On Friday, Rumph returns to Delray Beach, as Plantation-American Heritage (5-2) travels to take on its sister school, No. 1 American Heritage (5-1). It will mark the first time Rumph has returned to Palm Beach County as the Patriots’ head coach.

Although the success was immediate, there was a learning curve that came along with being a first-year head coach. Rumph worried about implementing structure and earning the respect of his assistant coaches.

“But early in the spring, the practices ran very fast and efficient like I envisioned and my staff responded well to me,” said Rumph, who has former NFL players like Patrick Surtain and Oronde Gadsden on his coaching staff.

The rest is history, as the Patriots finished with a 14-1 record on their way to winning the Class 5A state title in 2013.

It marked the first time Rumph had been part of that level of success at the high school level, as he never advanced to the playoffs during his playing career at Atlantic before graduating in 1998.

“It’s one of my top accomplishments,” Rumph said of leading Plantation-American Heritage to a state title. “We can go years and years without winning a state championship.

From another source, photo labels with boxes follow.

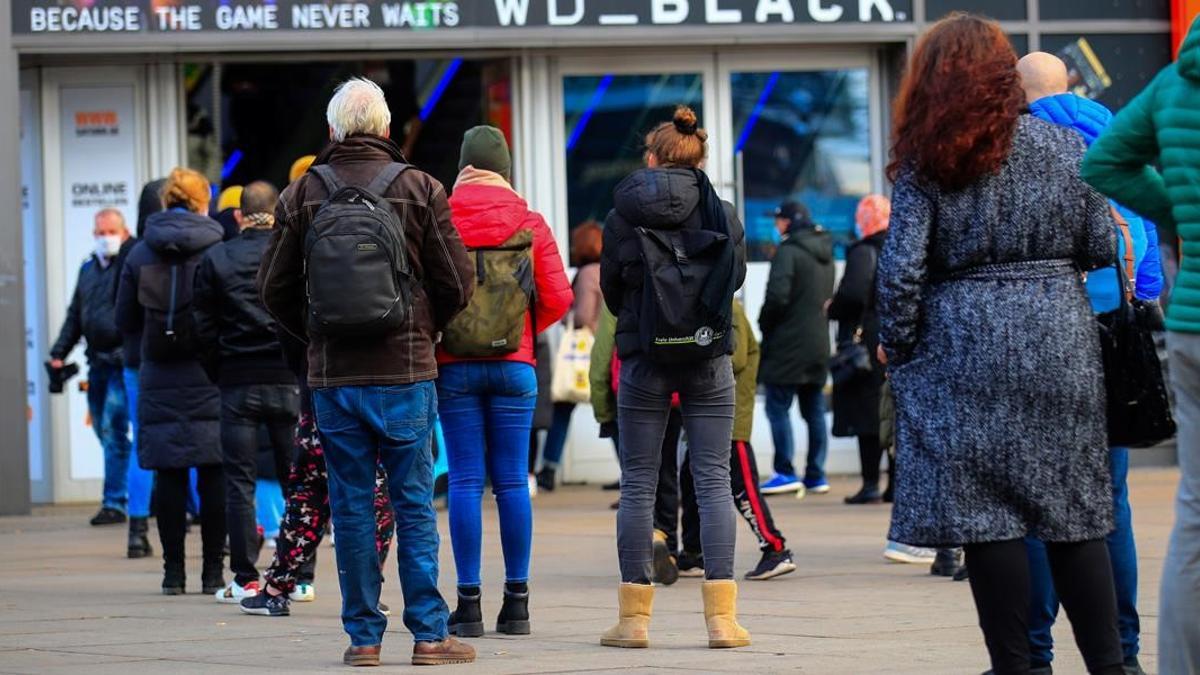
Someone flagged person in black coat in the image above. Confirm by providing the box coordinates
[827,195,892,504]
[116,168,226,595]
[49,209,131,525]
[192,181,300,604]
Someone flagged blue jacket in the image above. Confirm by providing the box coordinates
[1030,94,1163,312]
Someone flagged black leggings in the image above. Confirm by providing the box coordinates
[155,464,226,569]
[965,539,1124,675]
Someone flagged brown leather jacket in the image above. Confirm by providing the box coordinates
[258,136,475,388]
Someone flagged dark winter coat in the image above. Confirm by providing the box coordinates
[600,168,746,359]
[50,239,134,368]
[829,231,887,436]
[192,227,295,387]
[116,209,223,470]
[877,115,1116,545]
[758,227,834,386]
[258,136,475,387]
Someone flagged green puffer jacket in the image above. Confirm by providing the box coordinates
[1082,22,1200,333]
[588,303,617,424]
[732,300,760,443]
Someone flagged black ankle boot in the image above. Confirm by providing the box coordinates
[496,584,529,635]
[162,560,187,596]
[449,586,484,638]
[200,558,224,596]
[125,518,154,558]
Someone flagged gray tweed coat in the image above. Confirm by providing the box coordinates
[878,115,1116,545]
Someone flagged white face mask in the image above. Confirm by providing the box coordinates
[96,234,122,258]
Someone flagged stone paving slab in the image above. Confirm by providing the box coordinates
[0,468,1177,675]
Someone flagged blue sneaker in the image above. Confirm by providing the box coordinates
[804,478,829,495]
[758,473,804,495]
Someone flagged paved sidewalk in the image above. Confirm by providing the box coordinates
[0,470,1177,675]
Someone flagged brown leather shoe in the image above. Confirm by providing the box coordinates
[413,638,475,665]
[342,645,382,668]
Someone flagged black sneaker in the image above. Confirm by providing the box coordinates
[239,590,292,616]
[88,507,125,525]
[929,549,962,577]
[676,551,704,579]
[746,549,796,581]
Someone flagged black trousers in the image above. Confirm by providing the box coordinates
[679,441,785,554]
[155,464,226,572]
[221,384,300,586]
[965,539,1124,675]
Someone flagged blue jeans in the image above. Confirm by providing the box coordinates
[1025,448,1141,663]
[122,368,154,518]
[88,364,133,512]
[541,404,575,467]
[763,384,829,483]
[438,362,538,586]
[312,382,450,646]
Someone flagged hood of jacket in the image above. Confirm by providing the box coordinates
[1030,94,1112,147]
[613,168,700,229]
[312,133,408,165]
[784,227,833,264]
[1177,18,1200,82]
[145,209,224,256]
[450,167,530,247]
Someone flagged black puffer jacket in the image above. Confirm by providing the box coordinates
[192,227,295,387]
[50,239,134,368]
[116,209,223,468]
[758,227,834,386]
[600,168,746,359]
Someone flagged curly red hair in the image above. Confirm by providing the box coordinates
[888,13,1025,191]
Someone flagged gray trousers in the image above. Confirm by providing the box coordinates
[617,357,737,584]
[1158,333,1200,675]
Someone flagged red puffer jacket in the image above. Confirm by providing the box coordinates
[438,167,575,365]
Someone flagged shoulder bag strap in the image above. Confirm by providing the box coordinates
[1109,205,1136,303]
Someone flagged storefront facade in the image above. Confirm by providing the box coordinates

I’ve been around a lot of coaches that have never won a state title, so to get it in my first year was an honor.”

But Rumph wasn’t able to experience that moment in front of his father, Mike Rumph Sr.

“I couldn’t make it to the game and I hated it,” Rumph Sr. said of missing last year’s state championship game.

But this week, Rumph will be able to coach in front of about 250 family and friends that are expected to be on hand to support him in his homecoming. His father will be one of them.

“I hear it’s going to rain,” Rumph Sr. said. “But I’ll be out there with a poncho.”